‘The Secrets We Keep’ Review: Noomi Rapace Discovers An Incognito War Criminal in Taut Suspense Drama
It’s been a rueful joke for three-quarters of a century now that after World War 2, there were miraculously no Nazis (or even ex-Nazis) left in Germany. To start unblemished postwar lives, an entire generation invented cover stories to minimize or deny the political affiliations most of them had before Axis defeat. Some went further than others, adopting whole new identities in new lands to bury wartime deeds. The fictitious exhumation that is “The Secrets We Keep” has Noomi Rapace as a European refugee appalled to realize her former uniformed persecutor now lives in the same American small town as she does.
This “Death and the Maiden”-like suspense drama is neither fully convincing nor particularly original, its narrative running a course that feels somewhat predictable from the outset. But it’s still strong enough to be effective, particularly as a vehicle for the actors. mong other things, it provides a meaty reunion for Rapace and Joel Kinnaman, Swedish high school classmates who previously appeared together in 2015’s “Child 44.” Israeli director Yuval Adler, who co-scripted with Ryan Covington, lends sufficient fluidity to keep what’s essentially a three-character chamber piece from growing stagey, while evading the bombast that might have rendered this morality tale too heavy-handed.
Getting released by Bleecker Street to limited theaters Sept. 16 (with VOD to follows Oct. 16), “Secrets” is unlikely to stir the kind of enthusiasm that gets remembered when year-end awards are doled out, but it should provide most viewers with a reasonably satisfying watch that’s well-suited to home screens.
A native Romanian who met physician husband Lewis (Chris Messina) while working in a Greek hospital just after the war, Maja (Rooney) has lived in a leafy all-American hamlet for years now. (A theater marquee advertising “North by Northwest” suggests it’s 1959 or 1960.) She’s in a park with only child Patrick (Jackson Vincent) when a man whistling at his dog jars her attention. She’s unable to get a good look until a second chance encounter allows her to follow him home. Spying through a window, she decides it’s unmistakable: This is indeed the onetime SS officer she blames for a younger sister’s death, when they were among a group of Roma women set upon by Nazi soldiers after escaping a concentration camp at war’s end.

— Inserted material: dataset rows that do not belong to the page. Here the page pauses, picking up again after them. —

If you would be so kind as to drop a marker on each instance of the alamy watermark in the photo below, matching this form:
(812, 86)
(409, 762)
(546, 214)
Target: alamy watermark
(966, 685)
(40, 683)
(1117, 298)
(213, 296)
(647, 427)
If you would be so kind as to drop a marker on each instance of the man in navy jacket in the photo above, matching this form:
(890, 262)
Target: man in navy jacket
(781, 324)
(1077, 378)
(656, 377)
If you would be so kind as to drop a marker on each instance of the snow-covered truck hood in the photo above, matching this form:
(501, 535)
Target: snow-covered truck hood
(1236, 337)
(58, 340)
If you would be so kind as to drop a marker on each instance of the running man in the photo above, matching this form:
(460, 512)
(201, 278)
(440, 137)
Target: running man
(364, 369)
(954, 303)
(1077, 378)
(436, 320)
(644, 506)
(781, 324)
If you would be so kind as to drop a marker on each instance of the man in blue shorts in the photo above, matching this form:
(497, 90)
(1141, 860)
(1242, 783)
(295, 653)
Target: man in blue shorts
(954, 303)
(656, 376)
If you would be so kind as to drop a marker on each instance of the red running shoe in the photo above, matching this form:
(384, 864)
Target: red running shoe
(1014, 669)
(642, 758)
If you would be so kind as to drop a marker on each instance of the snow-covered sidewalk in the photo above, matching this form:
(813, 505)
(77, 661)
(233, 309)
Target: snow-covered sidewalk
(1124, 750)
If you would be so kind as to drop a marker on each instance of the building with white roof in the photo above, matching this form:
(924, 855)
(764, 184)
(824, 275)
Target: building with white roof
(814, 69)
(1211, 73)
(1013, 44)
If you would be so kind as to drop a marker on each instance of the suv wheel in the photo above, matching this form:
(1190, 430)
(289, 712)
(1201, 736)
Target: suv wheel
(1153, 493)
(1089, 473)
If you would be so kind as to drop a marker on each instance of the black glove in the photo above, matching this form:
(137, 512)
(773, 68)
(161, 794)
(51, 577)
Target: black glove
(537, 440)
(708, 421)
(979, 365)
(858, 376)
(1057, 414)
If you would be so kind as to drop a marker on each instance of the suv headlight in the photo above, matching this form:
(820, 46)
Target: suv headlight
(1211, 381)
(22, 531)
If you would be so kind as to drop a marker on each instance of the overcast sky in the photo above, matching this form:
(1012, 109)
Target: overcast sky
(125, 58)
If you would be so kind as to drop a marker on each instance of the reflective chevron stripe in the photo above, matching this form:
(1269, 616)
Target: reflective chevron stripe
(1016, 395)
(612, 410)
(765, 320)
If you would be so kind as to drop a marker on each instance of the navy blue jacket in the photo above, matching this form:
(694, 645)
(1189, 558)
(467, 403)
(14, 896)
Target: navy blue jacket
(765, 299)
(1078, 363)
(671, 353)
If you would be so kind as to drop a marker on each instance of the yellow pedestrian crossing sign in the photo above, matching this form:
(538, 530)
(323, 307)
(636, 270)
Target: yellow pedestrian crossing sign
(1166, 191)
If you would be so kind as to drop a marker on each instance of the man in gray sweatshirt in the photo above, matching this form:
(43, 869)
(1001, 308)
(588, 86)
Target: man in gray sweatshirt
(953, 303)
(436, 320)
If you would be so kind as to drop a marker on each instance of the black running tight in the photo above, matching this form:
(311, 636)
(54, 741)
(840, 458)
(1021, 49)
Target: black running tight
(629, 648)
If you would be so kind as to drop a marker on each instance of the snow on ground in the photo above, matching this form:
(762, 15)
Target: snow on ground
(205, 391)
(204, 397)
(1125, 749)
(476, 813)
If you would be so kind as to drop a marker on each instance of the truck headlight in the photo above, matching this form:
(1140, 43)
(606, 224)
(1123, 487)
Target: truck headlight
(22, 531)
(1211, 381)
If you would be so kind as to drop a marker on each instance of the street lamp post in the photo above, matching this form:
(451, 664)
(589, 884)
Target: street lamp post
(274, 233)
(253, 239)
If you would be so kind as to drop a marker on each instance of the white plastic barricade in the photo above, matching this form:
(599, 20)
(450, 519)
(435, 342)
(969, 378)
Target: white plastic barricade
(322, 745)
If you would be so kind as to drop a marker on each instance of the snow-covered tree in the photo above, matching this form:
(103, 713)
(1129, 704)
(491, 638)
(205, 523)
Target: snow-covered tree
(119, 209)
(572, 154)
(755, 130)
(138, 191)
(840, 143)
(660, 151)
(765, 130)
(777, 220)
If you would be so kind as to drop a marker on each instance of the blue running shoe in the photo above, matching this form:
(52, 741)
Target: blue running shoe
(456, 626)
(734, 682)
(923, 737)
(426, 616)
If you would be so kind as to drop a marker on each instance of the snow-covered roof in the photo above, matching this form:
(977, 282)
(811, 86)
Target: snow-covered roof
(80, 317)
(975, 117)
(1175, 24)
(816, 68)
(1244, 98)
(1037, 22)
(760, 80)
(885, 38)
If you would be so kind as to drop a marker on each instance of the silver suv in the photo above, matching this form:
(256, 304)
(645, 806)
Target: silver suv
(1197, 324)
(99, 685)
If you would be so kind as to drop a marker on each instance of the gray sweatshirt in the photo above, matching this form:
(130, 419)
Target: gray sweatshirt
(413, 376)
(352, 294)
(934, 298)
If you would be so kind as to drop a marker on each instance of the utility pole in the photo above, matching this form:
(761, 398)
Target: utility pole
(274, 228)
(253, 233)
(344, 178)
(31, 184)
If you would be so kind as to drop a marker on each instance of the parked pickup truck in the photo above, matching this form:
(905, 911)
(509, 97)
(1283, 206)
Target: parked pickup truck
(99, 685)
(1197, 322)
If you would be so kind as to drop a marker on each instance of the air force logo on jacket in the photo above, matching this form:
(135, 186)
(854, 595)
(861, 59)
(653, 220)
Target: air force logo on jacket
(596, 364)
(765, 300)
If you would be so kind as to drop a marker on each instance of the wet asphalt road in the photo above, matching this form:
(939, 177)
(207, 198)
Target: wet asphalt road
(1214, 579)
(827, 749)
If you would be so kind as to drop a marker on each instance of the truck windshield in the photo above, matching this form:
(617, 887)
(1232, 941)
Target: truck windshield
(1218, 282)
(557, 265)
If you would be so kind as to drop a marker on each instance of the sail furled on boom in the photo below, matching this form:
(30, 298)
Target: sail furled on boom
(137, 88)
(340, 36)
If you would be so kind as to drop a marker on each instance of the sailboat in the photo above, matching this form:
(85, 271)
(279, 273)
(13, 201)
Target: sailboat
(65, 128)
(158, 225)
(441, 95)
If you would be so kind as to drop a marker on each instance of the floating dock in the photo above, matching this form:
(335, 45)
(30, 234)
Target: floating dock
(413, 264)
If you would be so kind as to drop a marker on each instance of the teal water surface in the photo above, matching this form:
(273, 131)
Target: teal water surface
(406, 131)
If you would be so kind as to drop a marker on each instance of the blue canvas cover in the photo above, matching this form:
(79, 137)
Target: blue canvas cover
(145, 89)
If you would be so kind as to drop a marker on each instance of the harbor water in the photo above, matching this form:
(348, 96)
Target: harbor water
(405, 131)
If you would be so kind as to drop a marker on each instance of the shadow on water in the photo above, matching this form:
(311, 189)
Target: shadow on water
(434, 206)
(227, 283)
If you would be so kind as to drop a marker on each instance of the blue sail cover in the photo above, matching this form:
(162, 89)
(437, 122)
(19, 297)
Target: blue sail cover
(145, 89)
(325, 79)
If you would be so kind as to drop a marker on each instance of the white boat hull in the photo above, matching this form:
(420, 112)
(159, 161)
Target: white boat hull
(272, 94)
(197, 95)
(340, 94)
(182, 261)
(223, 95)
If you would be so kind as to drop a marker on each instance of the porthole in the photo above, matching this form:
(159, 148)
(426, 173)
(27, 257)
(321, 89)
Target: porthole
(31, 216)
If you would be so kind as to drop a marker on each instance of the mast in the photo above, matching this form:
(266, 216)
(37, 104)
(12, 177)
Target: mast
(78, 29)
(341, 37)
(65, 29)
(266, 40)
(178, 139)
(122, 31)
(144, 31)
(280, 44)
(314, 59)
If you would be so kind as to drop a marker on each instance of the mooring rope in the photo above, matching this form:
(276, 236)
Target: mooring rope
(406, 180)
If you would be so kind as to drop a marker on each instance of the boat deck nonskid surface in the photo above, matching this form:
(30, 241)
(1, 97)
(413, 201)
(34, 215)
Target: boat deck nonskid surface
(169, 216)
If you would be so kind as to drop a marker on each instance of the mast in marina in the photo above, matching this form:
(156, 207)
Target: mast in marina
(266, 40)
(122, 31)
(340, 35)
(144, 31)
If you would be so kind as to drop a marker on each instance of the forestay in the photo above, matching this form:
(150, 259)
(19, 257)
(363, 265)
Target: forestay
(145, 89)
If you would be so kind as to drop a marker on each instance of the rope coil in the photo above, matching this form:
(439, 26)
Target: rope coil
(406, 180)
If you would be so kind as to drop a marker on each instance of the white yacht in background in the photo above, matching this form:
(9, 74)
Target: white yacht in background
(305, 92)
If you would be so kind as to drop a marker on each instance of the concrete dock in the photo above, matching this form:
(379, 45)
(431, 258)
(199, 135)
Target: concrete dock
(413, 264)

None of this past trauma is known to her spouse, though evidently she’s required some psychiatric care in the past. But Maja soon has to explain all — because Karl (Kinnaman) is now in her car trunk, having been knocked out and abducted on his way home from factory work.
That alarmed Lewis doesn’t immediately put the kabosh on this whole situation requires a certain suspension of disbelief. Regardless, the couple drag their bound captive to the basement. Once un-gagged, he insists he’s not Karl but Thomas, not ex-Nazi German but neutral Swiss, and was never “in the war,” having spent its duration as a Zurich clerk. Needless to say, Maja doesn’t buy it — and is willing to do anything to get the “truth” out of him.
It’s a claustrophobic setup diversified by an escape attempt, suspicious neighbors, a police visit and the acquaintance made of Thomas’ American wife Rachel (Amy Seimetz). She backs up his story, to a point. But then, it’s possible she, too, wonders just who her husband was before they met. Seimetz brings a depth of worrying doubt that fills out a briefly etched character, while Messina is also very good in the more substantial spousal role.
Rapace gives one of her stronger English-language turns as a sometimes borderline-hysterical heroine who nonetheless refuses to continue being a victim. Kinnaman may impress some as being insufficiently menacing, but it’s a good tactic to keep us thinking Karl aka Thomas just might be innocent as long as possible, despite one’s expectation that the story is unlikely to clear his name. In a script that admirably avoids speechifying, the best writing in fact arrives just when this captive reveals his truth. That revelation underlines how evil can bewilder even its doer, before and after — the “during” being irreconcilable with the person they otherwise believe themselves to be.
Weaving in brief flashbacks to the original events, “Secrets” is more notable for keeping a lid on the melodramatic potential of a somewhat implausible plot (particularly as Maja and Lewis poorly conceal their guilt as a missing-man search commences) than for any explosive dramatic impact. If it’s hardly the most searing depiction of Nazi war crimes, it also merits respect for not turning into a pulpy thriller, as one sometimes fears it will. The resulting middle ground inhabited is sufficiently tense and thought-provoking, however formulaic its individually-scaled ethical conundrums feel compared to those in Adler’s vivid first feature “Bethlehem.”
The Louisiana-shot film’s setting is left unspecified, but period flavor is successfully conveyed amidst smooth, unshowy design and tech contributions all around.